Doğma büyüme bir Üsküdarlı olarak kitabı okurken canım çok sıkıldı. Her gün sövdüğüm Üsküdar'daki meydan ve sahil şeridi genişletme projeleri ve Twitter'da dolaşan Çengelköy düzenleme planlarının yanında, ayakkabılarım İstanbul'un asla bitmeyen inşaatının içinde yıpranır giderken, zaten yeterince sövmüşken, tuz biber ekti bu kitap. En beğendiğim yazıların başlıkları şöyle: "Şehri Öl(dür)ürken Sessiz Kalabilen Katil", "İnsan ve Plastik" ve "İçinde Apartman, Site veya Kat Geçen Türkü Duydunuz mu? 
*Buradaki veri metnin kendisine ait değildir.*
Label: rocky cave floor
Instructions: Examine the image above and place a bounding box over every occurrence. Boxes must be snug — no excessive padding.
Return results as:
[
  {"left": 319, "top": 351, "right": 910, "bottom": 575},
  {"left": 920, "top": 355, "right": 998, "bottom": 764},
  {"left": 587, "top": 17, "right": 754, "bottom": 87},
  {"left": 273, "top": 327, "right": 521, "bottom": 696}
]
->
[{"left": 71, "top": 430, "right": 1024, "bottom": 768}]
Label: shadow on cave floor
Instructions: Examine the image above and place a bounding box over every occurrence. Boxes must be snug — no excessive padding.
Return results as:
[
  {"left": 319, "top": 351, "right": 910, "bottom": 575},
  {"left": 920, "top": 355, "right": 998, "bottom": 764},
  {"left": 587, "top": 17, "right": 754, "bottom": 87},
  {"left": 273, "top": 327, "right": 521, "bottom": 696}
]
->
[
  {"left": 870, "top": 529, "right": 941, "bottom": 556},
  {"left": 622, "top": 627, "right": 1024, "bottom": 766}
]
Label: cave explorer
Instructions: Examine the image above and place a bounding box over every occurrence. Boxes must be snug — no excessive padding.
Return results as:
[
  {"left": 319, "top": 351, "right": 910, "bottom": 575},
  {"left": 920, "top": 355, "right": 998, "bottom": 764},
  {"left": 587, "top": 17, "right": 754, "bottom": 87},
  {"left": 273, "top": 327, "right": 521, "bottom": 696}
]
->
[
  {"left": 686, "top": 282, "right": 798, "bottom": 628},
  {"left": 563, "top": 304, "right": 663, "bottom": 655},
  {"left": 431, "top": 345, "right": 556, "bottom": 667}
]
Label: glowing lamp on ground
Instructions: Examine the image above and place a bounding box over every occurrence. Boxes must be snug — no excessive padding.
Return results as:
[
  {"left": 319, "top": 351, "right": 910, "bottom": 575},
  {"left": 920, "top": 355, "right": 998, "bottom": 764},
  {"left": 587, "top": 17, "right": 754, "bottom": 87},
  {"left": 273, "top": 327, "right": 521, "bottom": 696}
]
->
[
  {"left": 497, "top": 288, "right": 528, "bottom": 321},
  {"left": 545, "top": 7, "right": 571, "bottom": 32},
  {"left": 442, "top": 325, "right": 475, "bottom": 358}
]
Şehri, şehirleşmeyi, şehirleştirilmeyi dert edinmiş, Maslak'tan geçerken İstiklal'de yürürken "ulan bir yerlerde bir hata var ama?" diye aklından geçirmiş herkesin okumasını öneriyorum. Yazarın kendi görüşler ve bilgi birikiminin yanında atıfta bulunduğu nice yazar ve kitaplar da bize bu alanda kendimizi geliştirmemiz adına bir yol haritası çiziyor.

Her zamanki gibi buraya bir alıntı bırakıyor ve keyifli okumalar diliyorum!

"Türkler evlerinde hela (hala köylerde görmek mümkündür),evin aşağı yukarı 50 metre dışında olur. Orada destur denerek abdest bozulur. Mesela abdest bozmak diyoruz. Bundan Türk^ün abdestsiz gezmeyeceğini anlamamak, ya mankafaların işidir ya da Yahudilerin. Türk abdestsiz gezmeyi başına gelecek musibetlerin garantisi olarak görür. Bu yüzden 'şanssızlık oldu' demez, 'kaza oldu' der. Tuvalet, Türk evine dikilmiş incir ağacıdır."